Palestinian Authority President Mahmoud Abbas laid out his vision on Monday for the final status of Israeli-Palestinian relations ahead of peace talks due to resume in Washington for the first time in nearly three years.
Abbas said that no Israeli settlers or border forces could remain in a future Palestinian state and that Palestinians deem illegal all Jewish settlement building within the land occupied in the 1967 Six Days War.
The forceful statements appeared to challenge mediator US Secretary of State John Kerry's hopes that the terms of the talks, scheduled to begin Monday night over dinner, be kept secret.
"In a final resolution, we would not see the presence of a single Israeli - civilian or soldier - on our lands," Abbas said in a briefing to mostly Egyptian journalists.
Israel has previously said it wants to maintain a military presence in the West Bank at the border with Jordan to prevent any influx of weapons that could be used against it.
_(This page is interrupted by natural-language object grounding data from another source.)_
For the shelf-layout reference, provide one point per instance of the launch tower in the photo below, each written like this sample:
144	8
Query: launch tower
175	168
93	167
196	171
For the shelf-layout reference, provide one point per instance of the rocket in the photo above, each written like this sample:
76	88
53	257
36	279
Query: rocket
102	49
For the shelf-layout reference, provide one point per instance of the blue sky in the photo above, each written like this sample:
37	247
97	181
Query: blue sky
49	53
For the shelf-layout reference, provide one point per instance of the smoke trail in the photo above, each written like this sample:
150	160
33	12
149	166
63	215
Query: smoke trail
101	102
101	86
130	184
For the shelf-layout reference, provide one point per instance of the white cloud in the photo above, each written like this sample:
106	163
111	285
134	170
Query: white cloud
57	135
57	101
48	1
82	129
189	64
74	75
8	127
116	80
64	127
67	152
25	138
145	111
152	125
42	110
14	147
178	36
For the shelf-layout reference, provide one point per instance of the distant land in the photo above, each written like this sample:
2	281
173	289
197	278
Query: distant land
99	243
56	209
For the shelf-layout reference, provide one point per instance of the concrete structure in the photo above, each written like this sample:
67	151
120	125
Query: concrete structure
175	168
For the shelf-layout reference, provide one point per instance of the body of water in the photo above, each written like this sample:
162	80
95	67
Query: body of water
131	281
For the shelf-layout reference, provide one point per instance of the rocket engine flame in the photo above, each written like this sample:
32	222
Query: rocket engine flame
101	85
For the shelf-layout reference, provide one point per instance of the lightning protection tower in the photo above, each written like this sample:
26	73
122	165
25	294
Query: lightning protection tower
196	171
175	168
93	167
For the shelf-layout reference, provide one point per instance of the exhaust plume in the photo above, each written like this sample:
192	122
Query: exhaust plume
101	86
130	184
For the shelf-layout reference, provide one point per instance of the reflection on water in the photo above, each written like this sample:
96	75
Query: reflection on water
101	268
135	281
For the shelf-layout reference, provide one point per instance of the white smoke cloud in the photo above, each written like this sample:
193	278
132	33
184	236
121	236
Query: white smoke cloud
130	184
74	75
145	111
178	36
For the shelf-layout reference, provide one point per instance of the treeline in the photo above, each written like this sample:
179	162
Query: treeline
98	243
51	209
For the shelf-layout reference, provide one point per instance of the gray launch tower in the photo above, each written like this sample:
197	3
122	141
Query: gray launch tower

But Abbas said he stood by understandings he said he reached with former prime minister Ehud Olmert, predecessor to more right-wing leader Binyamin Netanyahu, that NATO forces could deploy there "as a security guarantee to us and them."
On the future of Jewish settlements on the West Bank and the status of Jerusalem - among the most contentious issues facing the two sides - Abbas signaled no softening of his stance.
"We've already made all the necessary concessions," he said.
"East Jerusalem is the capital of the state of Palestine ... if there were and must be some kind of small exchange (of land) equal in size and value, we are ready to discuss this - no more, no less," he said.
Abbas said on Monday that he refused to endorse any half-measure whereby he would let Israel freeze construction in smaller, more far-flung settlements but allow it to build in the larger and more populous "blocs" closer to the 1967 lines.
"There was a request, 'We'll only build here, what do you think?' If I agreed, I would legitimize all the rest (of the settlements). I said no. I said out loud and in writing that, to us, settlements in their entirety are illegitimate."
Asked if the Americans may try to get Israel to agree to a de facto settlement freeze, the president made a broad smile and declined to answer: "I don't know."
Palestinian sources say officials remain uncomfortable with the lack of a firm Israeli commitment, publicly or behind closed doors, to meet their remaining expectations.
They say that in talks in the coming days, the Americans hope to satisfy Palestinian objections by issuing a statement declaring the 1967 lines the basis for negotiations, and the United States will attempt to compel the Israelis to endorse their note.
The bolded quote above regarding the peace-keeping forces is an interesting footnote in this article, especially when you consider the potential nuances of the covenant confirmation of Daniel 9:27.